Troisièmement, la Cour juge que la notion d’atteintes graves (14), susceptible de conduire à la reconnaissance du statut conféré par la protection subsidiaire (15), couvre la menace réelle, pesant sur le demandeur, d’être tué ou de se voir infliger des actes de violence par un membre de sa famille ou de sa communauté, en raison de la transgression supposée de normes culturelles, religieuses ou traditionnelles. Pour parvenir à cette conclusion, elle relève que l’article 15, sous a) et b), de la directive 2011/95 (16), qualifie d’« atteintes graves » « la peine de mort ou l’exécution » et « la torture ou des traitements ou sanctions inhumains ou dégradants infligés à un demandeur dans son pays d’origine ». Compte tenu de l’objectif de l’article 15, sous a), de la directive 2011/95 d’assurer une protection aux personnes dont le droit à la vie serait menacé en cas de retour dans leur pays d’origine, le terme « exécution » qui y figure ne saurait être interprété comme excluant des atteintes à la vie au seul motif qu’elles sont commises par des acteurs non étatiques. Ainsi, lorsqu’une femme court un risque réel d’être tuée ou de se voir infliger des actes de violence par un membre de sa famille ou de sa communauté au motif de la transgression supposée de normes culturelles, religieuses ou traditionnelles, une telle atteinte grave doit être qualifiée d’« exécution », au sens de cette disposition.
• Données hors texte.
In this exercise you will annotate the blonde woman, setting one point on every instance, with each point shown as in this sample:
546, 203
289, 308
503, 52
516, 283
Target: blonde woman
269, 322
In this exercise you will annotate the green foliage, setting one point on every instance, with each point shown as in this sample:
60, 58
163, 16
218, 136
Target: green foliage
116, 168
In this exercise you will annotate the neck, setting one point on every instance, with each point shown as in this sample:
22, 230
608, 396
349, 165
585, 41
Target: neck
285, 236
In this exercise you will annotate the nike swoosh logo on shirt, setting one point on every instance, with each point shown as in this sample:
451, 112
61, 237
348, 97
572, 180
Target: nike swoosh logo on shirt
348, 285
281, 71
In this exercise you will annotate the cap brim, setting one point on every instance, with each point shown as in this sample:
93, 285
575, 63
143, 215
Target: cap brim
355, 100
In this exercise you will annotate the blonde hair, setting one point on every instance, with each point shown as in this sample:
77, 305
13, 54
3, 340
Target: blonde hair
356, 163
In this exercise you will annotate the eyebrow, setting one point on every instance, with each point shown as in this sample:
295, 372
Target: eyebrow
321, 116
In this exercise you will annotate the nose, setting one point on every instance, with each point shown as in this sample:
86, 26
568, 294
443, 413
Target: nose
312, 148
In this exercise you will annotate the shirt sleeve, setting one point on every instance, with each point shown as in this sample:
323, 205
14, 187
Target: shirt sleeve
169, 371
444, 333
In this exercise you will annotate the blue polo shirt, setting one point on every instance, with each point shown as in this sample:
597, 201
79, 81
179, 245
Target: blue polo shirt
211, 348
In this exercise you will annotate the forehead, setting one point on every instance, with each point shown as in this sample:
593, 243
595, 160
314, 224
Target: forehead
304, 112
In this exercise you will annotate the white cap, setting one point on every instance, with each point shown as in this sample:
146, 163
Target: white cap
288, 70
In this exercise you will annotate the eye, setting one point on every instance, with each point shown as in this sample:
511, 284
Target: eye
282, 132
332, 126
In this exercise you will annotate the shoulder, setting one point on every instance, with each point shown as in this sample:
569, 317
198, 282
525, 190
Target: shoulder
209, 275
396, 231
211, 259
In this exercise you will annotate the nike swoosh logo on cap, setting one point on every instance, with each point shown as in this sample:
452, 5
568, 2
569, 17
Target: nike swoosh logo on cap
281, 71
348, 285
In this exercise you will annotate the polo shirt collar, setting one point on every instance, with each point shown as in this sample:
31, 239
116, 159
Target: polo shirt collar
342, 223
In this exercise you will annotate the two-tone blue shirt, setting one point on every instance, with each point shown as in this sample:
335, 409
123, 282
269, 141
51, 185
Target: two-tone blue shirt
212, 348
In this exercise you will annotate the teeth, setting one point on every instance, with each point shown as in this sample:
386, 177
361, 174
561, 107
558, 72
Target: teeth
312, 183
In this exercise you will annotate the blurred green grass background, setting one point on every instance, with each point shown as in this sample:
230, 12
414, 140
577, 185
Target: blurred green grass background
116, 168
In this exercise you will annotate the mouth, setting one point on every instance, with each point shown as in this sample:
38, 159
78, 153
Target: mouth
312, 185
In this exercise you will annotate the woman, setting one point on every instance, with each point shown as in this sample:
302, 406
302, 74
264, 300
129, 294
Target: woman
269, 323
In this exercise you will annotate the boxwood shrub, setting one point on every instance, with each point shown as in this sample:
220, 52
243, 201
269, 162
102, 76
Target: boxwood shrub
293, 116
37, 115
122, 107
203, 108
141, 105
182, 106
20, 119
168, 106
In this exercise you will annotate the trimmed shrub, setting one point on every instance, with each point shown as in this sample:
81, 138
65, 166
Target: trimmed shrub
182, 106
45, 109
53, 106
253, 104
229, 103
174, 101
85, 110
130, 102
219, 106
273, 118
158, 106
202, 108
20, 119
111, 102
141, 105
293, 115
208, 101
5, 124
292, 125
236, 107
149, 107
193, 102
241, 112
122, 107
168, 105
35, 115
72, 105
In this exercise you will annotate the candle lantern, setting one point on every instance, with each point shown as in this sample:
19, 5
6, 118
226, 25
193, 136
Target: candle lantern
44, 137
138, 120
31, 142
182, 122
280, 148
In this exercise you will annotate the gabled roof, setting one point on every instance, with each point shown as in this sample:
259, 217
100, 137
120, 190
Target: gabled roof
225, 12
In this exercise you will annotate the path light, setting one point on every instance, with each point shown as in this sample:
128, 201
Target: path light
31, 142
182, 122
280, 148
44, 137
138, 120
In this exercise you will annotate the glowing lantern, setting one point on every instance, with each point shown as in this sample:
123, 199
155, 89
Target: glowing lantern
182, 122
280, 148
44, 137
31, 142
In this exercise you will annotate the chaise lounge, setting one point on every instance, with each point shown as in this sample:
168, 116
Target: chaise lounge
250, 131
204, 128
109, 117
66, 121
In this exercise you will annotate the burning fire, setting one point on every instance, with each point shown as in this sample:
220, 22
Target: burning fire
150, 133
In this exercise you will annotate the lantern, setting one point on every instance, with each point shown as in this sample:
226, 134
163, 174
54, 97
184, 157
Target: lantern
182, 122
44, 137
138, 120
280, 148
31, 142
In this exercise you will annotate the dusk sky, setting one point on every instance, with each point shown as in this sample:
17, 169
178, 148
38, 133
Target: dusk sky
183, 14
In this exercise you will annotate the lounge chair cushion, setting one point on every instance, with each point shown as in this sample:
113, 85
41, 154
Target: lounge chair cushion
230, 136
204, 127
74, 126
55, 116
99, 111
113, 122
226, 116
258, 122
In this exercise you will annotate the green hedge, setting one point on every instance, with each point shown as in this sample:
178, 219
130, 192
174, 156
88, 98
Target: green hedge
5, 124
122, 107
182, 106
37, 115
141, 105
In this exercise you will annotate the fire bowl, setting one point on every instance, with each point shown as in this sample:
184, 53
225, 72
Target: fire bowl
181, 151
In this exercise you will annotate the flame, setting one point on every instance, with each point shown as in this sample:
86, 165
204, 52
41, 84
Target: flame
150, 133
1      En vertu de l’article 2, sous d), de la directive 2011/95 du Parlement européen et du Conseil, du 13 décembre 2011, concernant les normes relatives aux conditions que doivent remplir les ressortissants des pays tiers ou les apatrides pour pouvoir bénéficier d’une protection internationale, à un statut uniforme pour les réfugiés ou les personnes pouvant bénéficier de la protection subsidiaire, et au contenu de cette protection (JO 2011, L 337, p. 9).


2      Darzhavna agentsia za bezhantsite (Agence nationale pour les réfugiés, Bulgarie).


3      Convention du Conseil de l’Europe sur la prévention et la lutte contre la violence à l’égard des femmes et la violence domestique, conclue à Istanbul le 11 mai 2011, signée par l’Union européenne le 13 juin 2017, approuvée au nom de celle-ci par la décision (UE) 2023/1076 du Conseil, du 1er juin 2023 (JO 2023, L 143 I, p. 4) (ci-après la « convention d’Istanbul »). Cette convention lie l’Union depuis le 1er octobre 2023.


4      Au titre de l’article 78, paragraphe 1, TFUE.


5      À savoir une « caractéristique innée », une « histoire commune qui ne peut être modifiée », ou alors une « caractéristique ou une croyance à ce point essentielle pour l’identité ou la conscience qu’il ne devrait pas être exigé d’une personne qu’elle y renonce ».


6      La Cour relève en particulier que le fait, pour des femmes, de s’être soustraites à un mariage forcé ou d’avoir quitté le domicile conjugal peut notamment être considéré comme une histoire commune ne pouvant être modifiée, au sens de cette disposition.


7      Au sens de l’article 9 de la directive 2011/95.


8      À titre d’exemple d’une telle caractéristique commune supplémentaire, la Cour évoque la situation des femmes qui refusent un mariage forcé, lorsqu’une telle pratique peut être considérée comme une norme sociale au sein de leur société, ou la situation de celles qui transgressent une telle norme en mettant fin à ce mariage.


9      En l’occurrence, lu en combinaison avec l’article 6, sous c), et l’article 7, paragraphe 1, à la lumière du considérant 29 de la directive 2011/95.


10      Au sens de l’article 9, paragraphes 1 et 2, de la directive 2011/95.


11      Ces « acteurs de la protection » sont définis à l’article 7 de la directive 2011/95.


12      Cette condition est prévue à l’article 9, paragraphe 3, de la directive 2011/95.


13      Au sens de l’article 7, paragraphe 1, de cette directive.


14      Prévue à l’article 15, sous a) et b), de la directive 2011/95.


15      Au sens de l’article 2, sous g), de la directive 2011/95.


16      Lu à la lumière du considérant 34 de la directive 2011/95.